FlyOver: December 2007 Archives
Earlier this week, our AJ blogging neighbor book/daddy linked to a short but funny bit on Craigslist. In that spirit, I wanted to share a favorite bit of my own: "To: Guy Who Screamed Obscenities at the Ballet the Other Night." If you've been working as hard as my fellow bloggers have been lately, this should provide a much-needed chuckle (and it's really not that far off-topic if you consider our recent posts about sports vs. arts, audience behavior, etc.) Enjoy!
Though it's purely coincidental, the last two plays I've seen in Madison have revolved around issues of disability.
I caught the opening of "Tidings from the Seasonally Affected," the new show from Encore Studio for the Performing Arts, which describes itself as "the only professional theater company for people with disabilities in Wisconsin" (and I'll take their word for it).
Written by Encore's artistic and executive director, KelsyAnne Schoenhaar, and Wendy Prosise, "Tidings" looks at the holiday season from the perspective of a young woman who is moving from an institution to a small group home. The play is set in 1977 ("the golden age of group homes," according to the program notes), as deinstitutionalization created significant change in the lives of those with physical and cognitive disabilities. "Tidings" is a serio-comic look at these issues, ranging from pointed observation to goofy musical interludes between scenes (my review of the show will appear soon in Isthmus). It's also a welcome offering for those seeking holiday fare off the Nutcracker/Christmas Carol path.

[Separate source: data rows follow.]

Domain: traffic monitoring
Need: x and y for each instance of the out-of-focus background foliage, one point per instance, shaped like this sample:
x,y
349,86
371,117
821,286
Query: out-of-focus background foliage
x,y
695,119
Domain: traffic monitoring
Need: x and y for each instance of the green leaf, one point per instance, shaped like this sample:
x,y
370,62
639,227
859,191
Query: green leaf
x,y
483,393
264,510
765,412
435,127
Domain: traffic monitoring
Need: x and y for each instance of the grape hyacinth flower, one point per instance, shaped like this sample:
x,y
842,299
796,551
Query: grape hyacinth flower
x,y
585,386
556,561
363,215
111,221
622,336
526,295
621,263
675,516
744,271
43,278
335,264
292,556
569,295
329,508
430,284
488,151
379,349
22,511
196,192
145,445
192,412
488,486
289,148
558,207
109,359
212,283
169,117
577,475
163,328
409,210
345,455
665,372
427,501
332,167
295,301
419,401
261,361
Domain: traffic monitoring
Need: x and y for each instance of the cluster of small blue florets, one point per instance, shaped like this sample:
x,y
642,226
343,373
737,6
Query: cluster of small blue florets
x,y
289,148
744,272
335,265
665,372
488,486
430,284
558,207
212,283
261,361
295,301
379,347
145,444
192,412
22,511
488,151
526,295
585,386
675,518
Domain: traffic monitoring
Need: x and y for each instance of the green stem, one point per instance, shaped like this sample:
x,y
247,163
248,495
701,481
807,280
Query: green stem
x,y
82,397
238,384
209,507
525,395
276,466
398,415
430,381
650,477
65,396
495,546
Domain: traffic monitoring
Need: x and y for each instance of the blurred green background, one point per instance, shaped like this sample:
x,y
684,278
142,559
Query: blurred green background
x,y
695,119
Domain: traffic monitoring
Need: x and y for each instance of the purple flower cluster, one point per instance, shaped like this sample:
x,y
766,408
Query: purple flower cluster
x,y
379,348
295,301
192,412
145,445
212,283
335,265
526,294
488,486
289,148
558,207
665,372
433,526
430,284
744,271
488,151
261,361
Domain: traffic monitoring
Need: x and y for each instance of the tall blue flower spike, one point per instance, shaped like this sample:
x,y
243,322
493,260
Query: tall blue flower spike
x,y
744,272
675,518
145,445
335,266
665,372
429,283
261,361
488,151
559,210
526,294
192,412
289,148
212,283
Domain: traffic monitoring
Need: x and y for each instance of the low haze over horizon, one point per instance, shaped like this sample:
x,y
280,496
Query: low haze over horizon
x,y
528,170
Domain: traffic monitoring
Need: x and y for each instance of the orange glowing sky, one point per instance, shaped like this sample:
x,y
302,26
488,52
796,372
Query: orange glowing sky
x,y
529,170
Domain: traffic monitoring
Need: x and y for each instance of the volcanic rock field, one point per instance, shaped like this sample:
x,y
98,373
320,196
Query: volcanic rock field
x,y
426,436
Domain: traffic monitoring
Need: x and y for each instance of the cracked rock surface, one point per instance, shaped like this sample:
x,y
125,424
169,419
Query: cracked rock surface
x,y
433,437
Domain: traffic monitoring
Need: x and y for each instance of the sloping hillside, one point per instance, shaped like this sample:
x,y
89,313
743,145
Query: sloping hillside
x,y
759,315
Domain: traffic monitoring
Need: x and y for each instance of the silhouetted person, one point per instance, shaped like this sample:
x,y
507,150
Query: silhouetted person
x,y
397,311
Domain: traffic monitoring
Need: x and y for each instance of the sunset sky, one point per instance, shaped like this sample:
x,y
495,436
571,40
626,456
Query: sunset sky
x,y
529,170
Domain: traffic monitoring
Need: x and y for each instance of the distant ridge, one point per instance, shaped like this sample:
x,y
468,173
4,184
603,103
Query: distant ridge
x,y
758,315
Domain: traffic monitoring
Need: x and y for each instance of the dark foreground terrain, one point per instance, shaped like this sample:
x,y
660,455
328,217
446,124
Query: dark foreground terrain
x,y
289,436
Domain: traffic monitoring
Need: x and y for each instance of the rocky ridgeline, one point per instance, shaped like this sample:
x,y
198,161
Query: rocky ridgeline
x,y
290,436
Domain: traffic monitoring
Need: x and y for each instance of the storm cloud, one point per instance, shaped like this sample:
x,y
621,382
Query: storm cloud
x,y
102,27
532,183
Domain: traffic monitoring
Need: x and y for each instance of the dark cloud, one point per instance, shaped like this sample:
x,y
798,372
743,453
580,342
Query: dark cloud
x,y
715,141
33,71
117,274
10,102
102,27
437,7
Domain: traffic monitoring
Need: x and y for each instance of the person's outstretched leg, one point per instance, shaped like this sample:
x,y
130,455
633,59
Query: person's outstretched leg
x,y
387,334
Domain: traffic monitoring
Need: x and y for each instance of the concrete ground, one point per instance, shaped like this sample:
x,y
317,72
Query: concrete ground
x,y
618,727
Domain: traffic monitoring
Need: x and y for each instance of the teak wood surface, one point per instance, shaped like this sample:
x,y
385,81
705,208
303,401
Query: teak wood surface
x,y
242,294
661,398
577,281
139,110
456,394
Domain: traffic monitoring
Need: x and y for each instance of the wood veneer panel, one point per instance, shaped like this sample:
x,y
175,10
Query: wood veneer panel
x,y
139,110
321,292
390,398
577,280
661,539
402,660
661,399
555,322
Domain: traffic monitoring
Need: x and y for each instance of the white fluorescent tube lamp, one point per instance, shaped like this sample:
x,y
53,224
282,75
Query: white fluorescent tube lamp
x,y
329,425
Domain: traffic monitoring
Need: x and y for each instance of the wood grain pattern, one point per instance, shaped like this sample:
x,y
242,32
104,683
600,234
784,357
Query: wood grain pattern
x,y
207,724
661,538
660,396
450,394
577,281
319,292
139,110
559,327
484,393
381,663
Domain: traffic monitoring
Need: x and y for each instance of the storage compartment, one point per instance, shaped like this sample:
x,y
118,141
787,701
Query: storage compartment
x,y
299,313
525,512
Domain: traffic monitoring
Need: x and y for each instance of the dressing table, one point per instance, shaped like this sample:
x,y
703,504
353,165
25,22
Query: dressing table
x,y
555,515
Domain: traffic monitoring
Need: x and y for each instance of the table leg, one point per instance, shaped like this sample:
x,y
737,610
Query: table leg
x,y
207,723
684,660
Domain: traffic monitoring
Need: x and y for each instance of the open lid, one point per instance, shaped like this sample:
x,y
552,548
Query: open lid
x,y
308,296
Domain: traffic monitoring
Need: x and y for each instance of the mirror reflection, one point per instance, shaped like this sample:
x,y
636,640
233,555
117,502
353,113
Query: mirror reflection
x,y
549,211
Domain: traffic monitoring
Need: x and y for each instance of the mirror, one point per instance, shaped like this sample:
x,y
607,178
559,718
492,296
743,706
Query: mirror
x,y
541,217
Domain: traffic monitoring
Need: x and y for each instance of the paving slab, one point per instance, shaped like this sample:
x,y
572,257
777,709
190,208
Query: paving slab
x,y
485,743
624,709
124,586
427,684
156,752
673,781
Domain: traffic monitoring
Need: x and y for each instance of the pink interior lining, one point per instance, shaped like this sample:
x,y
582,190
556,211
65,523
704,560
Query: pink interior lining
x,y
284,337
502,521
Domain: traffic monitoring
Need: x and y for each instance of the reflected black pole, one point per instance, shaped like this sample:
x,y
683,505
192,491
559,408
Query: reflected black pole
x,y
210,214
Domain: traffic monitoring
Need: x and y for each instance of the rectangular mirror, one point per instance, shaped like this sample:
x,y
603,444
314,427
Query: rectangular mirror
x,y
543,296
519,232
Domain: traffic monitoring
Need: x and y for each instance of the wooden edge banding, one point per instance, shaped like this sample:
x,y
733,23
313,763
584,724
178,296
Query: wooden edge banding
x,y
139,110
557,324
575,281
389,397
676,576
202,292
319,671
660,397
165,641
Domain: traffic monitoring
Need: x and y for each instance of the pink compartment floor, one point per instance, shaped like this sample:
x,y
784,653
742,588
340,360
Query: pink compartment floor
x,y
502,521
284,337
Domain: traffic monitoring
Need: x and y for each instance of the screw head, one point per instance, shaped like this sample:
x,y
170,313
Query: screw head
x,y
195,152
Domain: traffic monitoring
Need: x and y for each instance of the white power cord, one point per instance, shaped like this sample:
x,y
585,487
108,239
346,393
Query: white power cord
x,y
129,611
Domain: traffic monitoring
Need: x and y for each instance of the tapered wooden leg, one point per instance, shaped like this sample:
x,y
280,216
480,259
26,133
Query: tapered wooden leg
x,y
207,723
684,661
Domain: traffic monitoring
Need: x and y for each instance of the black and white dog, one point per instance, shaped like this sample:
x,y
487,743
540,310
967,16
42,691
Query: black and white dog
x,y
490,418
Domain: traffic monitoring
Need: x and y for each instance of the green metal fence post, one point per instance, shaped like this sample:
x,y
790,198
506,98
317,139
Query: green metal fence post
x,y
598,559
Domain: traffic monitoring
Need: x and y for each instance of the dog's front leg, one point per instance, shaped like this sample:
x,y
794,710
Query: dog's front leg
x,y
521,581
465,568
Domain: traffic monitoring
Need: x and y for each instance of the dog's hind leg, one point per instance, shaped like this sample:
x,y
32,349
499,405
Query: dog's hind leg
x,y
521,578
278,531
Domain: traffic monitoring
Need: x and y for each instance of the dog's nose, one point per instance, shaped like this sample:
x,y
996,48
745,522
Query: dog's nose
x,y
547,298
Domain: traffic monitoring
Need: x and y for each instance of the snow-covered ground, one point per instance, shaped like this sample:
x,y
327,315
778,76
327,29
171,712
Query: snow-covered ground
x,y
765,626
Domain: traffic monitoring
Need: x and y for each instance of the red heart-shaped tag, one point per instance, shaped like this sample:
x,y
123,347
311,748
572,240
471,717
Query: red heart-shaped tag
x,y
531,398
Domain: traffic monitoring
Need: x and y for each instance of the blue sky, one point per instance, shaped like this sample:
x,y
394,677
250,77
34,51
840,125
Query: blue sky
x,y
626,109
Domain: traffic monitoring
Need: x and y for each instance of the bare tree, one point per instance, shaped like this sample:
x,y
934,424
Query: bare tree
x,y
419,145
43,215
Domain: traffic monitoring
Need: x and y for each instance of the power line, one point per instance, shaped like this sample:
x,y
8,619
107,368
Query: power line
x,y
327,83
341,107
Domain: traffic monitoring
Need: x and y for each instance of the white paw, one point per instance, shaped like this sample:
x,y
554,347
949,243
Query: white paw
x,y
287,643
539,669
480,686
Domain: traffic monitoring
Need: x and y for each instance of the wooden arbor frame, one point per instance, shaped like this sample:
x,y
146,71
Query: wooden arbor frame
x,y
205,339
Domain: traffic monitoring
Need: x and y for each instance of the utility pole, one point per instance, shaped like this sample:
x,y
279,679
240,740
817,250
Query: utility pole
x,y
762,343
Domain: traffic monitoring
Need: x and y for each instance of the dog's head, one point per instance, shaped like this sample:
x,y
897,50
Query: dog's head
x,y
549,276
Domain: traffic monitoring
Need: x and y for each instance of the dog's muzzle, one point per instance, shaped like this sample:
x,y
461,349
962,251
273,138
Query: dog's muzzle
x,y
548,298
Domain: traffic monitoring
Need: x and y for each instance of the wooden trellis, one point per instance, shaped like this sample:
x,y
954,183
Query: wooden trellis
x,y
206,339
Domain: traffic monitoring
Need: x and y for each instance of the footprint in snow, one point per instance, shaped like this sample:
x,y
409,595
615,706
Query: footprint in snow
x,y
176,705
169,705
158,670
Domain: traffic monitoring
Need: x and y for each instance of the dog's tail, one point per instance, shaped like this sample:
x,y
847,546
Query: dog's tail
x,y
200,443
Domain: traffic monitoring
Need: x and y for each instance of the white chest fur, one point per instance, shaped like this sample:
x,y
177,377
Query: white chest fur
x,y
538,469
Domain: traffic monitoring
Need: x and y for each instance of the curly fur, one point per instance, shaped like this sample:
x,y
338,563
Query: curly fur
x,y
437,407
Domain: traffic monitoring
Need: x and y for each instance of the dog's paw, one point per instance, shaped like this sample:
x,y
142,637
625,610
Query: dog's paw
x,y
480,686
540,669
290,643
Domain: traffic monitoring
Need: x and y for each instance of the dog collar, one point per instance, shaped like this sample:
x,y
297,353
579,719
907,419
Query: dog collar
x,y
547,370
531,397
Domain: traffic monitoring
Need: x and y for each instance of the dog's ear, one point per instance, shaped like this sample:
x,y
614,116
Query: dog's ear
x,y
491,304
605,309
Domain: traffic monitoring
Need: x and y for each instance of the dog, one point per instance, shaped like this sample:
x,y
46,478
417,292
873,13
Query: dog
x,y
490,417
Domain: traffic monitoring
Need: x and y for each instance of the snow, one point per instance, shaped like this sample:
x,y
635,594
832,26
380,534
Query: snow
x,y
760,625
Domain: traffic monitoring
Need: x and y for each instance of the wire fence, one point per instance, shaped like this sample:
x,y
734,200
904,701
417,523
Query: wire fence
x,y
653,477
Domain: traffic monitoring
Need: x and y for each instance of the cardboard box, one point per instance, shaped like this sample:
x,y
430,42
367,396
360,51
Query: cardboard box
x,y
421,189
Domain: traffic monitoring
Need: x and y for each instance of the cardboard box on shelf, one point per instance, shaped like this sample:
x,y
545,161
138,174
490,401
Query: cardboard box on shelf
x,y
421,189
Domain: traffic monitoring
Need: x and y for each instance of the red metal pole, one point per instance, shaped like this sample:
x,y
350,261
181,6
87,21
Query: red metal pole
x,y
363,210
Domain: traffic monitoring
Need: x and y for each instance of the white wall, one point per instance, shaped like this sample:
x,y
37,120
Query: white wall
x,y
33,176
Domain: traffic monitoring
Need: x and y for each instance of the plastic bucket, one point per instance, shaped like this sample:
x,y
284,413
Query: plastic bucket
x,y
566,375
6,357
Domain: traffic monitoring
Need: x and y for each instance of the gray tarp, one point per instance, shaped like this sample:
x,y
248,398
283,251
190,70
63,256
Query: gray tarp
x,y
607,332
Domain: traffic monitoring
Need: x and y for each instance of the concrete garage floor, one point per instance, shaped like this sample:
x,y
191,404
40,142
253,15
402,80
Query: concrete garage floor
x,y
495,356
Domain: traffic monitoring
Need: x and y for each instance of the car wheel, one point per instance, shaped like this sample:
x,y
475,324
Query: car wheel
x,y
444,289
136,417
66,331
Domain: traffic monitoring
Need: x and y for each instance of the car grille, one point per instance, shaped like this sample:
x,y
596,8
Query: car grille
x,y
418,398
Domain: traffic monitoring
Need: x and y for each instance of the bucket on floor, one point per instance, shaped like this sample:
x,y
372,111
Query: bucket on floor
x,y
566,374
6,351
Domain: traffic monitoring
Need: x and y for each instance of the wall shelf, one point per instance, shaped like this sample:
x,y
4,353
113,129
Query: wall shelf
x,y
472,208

On Saturday, I caught one of the final performances of "A Nervous Smile," John Belluso's drama about three parents of children with severe cerebral palsy. It was staged by the University of Wisconsin-Madison's University Theatre, with MFA students acting and directing.
While "Tidings" looks at issues of disability largely from the perspective of those living with disabilities, "Smile" considers the psychological strain that able-bodied parents of disabled children can feel--leading to potentially rash actions. A wheelchair user himself, the late Belluso based his play on a real-life incident in which two parents abandoned their disabled child in a hospital emergency room.
Although these two shows are utterly different in tone, they both gave me something to think about as a person who is not faced with disability issues every day. As a theater-goer, I appreciate seeing work that's socially engaged but, for the most part, not heavy-handed.